Well, it's legal stuff. There are no definitive answers here.

However, trademark law is intended to stop companies from using the name of 
another company misleadingly, i.e. to protect from these two situations:

A. A company naming itself very similar to another company with a better 
brand to fake out customers who might erroneously think they are dealing 
with the presumably more famous / better branded company.

B. A company doing something or selling something bad under a name that is 
equal to / similar to a competitor, to make them look bad.


A negative ad doesn't fall under trademark law because while customers may 
be getting hoodwinked, the ad does not try to fake out brand names.

Writing code where code atoms themselves are trademarked names would 
therefore be safe. Same goes for the java extension.

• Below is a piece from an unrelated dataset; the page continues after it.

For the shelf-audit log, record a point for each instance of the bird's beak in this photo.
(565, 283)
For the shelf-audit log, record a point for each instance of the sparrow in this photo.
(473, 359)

The usual applies though: I'm not a lawyer, and even if the law is clear, 
someone can sue you anyway, and in certain countries, you get royally 
screwed regardless unless you have a big war chest due to easily impressed 
judges and a legal system that doesn't punish frivolous lawsuits. (read: The 
U.S.A.). For example, a lawyer could make the case that 'java' as a brand is 
strongly associated with Oracle, and distributing source code, with all 
those .java files, thus creates the false impression that Oracle wrote it. 
This is a ridiculous argument but try to defend yourself against the entire 
Oracle legal department making it work.